While the governor’s executive budget proposal doesn’t include the NY HEAT Act by name, it does include the “Affordable Gas Transition Act," which is a policy that serves a similar purpose: to align the public service law with climate law mandates.  

But Moran said there are a couple of critical elements missing from the governor’s bill.

“The governor did not include any provisions that would actually address affordability for New Yorkers,” she said.

These include capping home energy bills at 6% of a household’s income, as well as tools to ensure the Public Service Commission implements the proposal in a timely fashion.

“That’s where the NY HEAT Act is much stronger (than the Affordable Gas Transition Act)," Moran explained.
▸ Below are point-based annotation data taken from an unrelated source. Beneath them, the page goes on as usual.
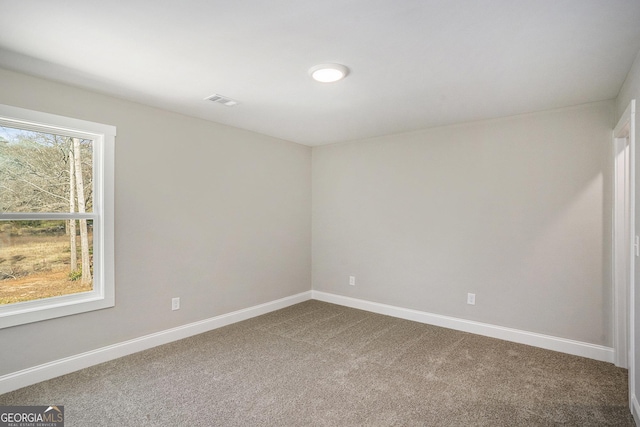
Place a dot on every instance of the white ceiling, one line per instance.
(414, 63)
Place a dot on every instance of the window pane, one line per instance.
(36, 259)
(42, 172)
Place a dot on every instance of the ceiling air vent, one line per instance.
(228, 102)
The Senate’s one-house budget includes all the major provisions of the NY HEAT Act, but the Assembly’s does not, which Moran says is a problem considering the support the bill has in that house.

“There are 76 Assemblymembers who are co-sponsors of the NY HEAT Act,” she said. “To the Assembly’s credit, the one-house budget does have a nod to energy affordability.”

Specifically, the Assembly has signaled support for the elimination of the 100-foot rule in their summary of budget changes. This rule requires utilities to supply gas to any customer who wants it with the cost falling on ratepayers if they are within 100 feet of an existing line. It is an element of the NY HEAT Act.

Moran estimates that the 100-foot rule costs New Yorkers about $200 million a year.

“Gas is really expensive; maintaining gas infrastructure, which we know we need to move away from is unsafe, often failing. It’s not going to continue being a smart investment. So, this bill gives New York the tools to start moving away from that so we can save households money,” Moran said. “What this bill does is it says, you can still get hooked up to gas, but everyday New Yorkers aren’t going to be the ones to foot that bill anymore.”

To make sure we don’t continue to see increased energy costs, Moran said that utilities need to start giving New Yorkers options, including geo-thermal and heat pumps. 

According to reporting by New York Focus, the NY HEAT Act has been opposed by various interests including some utilities and the AFL-CIO, which is concerned the bill would phase out union jobs.

In an emailed statement to Capital Tonight, Mario Cilento, president of the New York State AFL-CIO wrote:

"As we have said from the beginning, it is premature to consider this measure until clean energy development meets the needs of all New Yorkers. This includes ensuring workers in the fossil fuel industry, manufacturing, and other energy-intensive sectors are protected.

"Additionally, NY Heat and climate change legislation must include robust labor standards, including prevailing rate, labor peace, and Buy America requirements. This is the only way to ensure that our clean energy future creates the family-sustaining jobs workers need."

Other priorities for Earthjustice include the Climate Change Superfund Act (S.2129A – Krueger/A.3351 – Dinowitz), which would require companies that have contributed significantly to the build-up of greenhouse gases to bear a share of the costs of the climate transition.

The Superfund Act is included in the Senate’s one-house budget, but neither the governor’s executive budget nor the Assembly’s one-house budget includes the legislation. That said, according to an analysis by Earthjustice, “the Assembly’s one-house summary of changes signaled support for funding climate change adaptation via a cost recovery program."

The governor’s executive budget cuts 50% of the funding for the Clean Water Infrastructure Act. The Assembly’s budget restores funding to $500 million per year; the Senate’s budget increases funding to $600 million. 

Of the three budgets, only the Assembly includes $100 million for lead service line replacement.

While the governor’s one-house budget includes $400 million for the Environmental Protection Fund (EPF), it also “off loads” $25 million to support agency staffing. The Assembly includes $400 million for EPF and rejects the governor’s $25 million off load. The Senate, which funds EPF at $425 million also rejects the $25 million off load.